Possible Detection of SN 2007pk in X-Rays with Swift
ATel #1284; S. Immler (NASA/CRESST/GSFC), D. Pooley (U of Wisconsin), P. J. Brown (PSU), W. Li, and A. V. Filippenko (UC Berkeley), on behalf of the Swift satellite team
on 16 Nov 2007; 19:12 UT
Credential Certification: Stefan Immler (immler@milkyway.gsfc.nasa.gov)

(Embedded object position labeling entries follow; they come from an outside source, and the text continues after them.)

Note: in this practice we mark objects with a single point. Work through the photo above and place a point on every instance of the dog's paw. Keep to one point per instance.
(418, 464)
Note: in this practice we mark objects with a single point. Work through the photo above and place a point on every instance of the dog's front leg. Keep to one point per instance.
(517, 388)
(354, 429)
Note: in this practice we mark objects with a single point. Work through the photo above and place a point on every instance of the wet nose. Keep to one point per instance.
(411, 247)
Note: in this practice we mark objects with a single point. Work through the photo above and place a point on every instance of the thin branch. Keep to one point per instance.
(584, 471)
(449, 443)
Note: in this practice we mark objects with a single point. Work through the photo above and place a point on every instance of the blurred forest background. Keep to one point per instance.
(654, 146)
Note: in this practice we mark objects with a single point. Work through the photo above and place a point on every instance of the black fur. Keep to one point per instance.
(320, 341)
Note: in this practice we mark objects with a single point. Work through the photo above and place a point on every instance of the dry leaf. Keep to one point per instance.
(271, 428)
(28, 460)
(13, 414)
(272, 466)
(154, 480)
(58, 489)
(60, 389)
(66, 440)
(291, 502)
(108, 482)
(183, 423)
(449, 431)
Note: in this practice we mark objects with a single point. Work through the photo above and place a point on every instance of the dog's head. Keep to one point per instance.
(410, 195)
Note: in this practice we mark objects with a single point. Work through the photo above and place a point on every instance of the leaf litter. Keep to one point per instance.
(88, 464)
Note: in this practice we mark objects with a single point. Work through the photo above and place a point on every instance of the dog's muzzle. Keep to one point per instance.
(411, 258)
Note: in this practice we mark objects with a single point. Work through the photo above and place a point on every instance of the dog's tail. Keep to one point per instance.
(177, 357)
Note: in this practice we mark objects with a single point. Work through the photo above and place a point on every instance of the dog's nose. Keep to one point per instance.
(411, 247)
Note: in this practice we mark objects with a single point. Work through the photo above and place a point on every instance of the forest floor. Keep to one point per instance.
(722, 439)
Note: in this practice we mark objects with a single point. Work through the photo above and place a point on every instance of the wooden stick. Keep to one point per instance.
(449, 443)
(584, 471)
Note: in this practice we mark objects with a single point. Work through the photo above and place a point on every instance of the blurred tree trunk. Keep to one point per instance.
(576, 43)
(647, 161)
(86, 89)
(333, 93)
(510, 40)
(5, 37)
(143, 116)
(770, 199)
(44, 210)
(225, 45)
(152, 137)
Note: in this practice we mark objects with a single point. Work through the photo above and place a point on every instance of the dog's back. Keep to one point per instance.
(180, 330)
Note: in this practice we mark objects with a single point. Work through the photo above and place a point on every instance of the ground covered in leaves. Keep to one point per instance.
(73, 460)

Subjects: Optical, Ultra-Violet, X-ray, Supernovae
Swift Ultraviolet/Optical Telescope (UVOT) and X-Ray Telescope (XRT) observed the type-IIn SN 2007pk (CBET #1129, ATel #1271) on 2007-11-13.09, 2007-11-14.04, 2007-11-15.44, and 2007-11-16.04 UT. A bright X-ray source is detected at the position of the SN within a 10 image pixel (23.5-arcsec) aperture centered on the SN, which includes the nucleus of the host galaxy NGC 579 (8-arcsec offset from the SN) in the merged 7.3 ks Swift XRT observations. Inspection of the XRT raw image indicates that some of the X-ray flux might be due to the SN, although the results are not conclusive due to the large point-spread-function of the XRT instrument (18-arcsec half-power diameter at 1.5 keV). The XRT net count rate (including the nucleus of the galaxy and the position of the SN) is (5.4+/-1.0)E-03 cts/s, corresponding to an unabsorbed (0.2-10 keV band) X-ray flux of (2.9+/-0.5)E-13 erg/cm/cm/s and a luminosity of (1.7+/-0.3)E40 erg/s for an adopted thermal plasma spectrum with a temperature of kT = 10 keV, a Galactic foreground column density of N_H = 4.7E+20 (Dickey & Lockman, 1990, ARAA 28) and a distance of 71 Mpc (z= 0.016655, NED; H_o = 71 km/s/Mpc, Omega_M = 1/3, Omega_L = 2/3). We note that no X-ray source is visible at that position in ROSAT All-Sky Survey (RASS) X-ray images down to the limit of the RASS, but NGC 579 is a radio bright galaxy and detected in the NRAO VLA Sky Survey (P. Chandra, private communication).
The following UVOT magnitudes were measured in observations on 2007-11-16: v = 15.8±0.1 (237 s exposure time), b = 15.9±0.1 (237 s), u = 14.9±0.1 (236 s), uvw1 [181-321nm] = 14.7±0.1 (476 s), uvm2 [166-268 nm] = 14.7±0.1 (654 s), and uvw2 [112-264 nm] = 15.0±0.1 (951 s). These magnitudes are on the UVOT photometric system (see Poole et al., 2007, MNRAS, accepted [astro-ph/0708.2259] ) which in the optical is close to the Johnson UBV system. They have not been corrected for extinction. The photometric behavior compared to the previous observations shows the optical magnitudes roughly constant and a decay in the UV of about 0.1 mag/day.
Observations in other wavelength regimes are encouraged.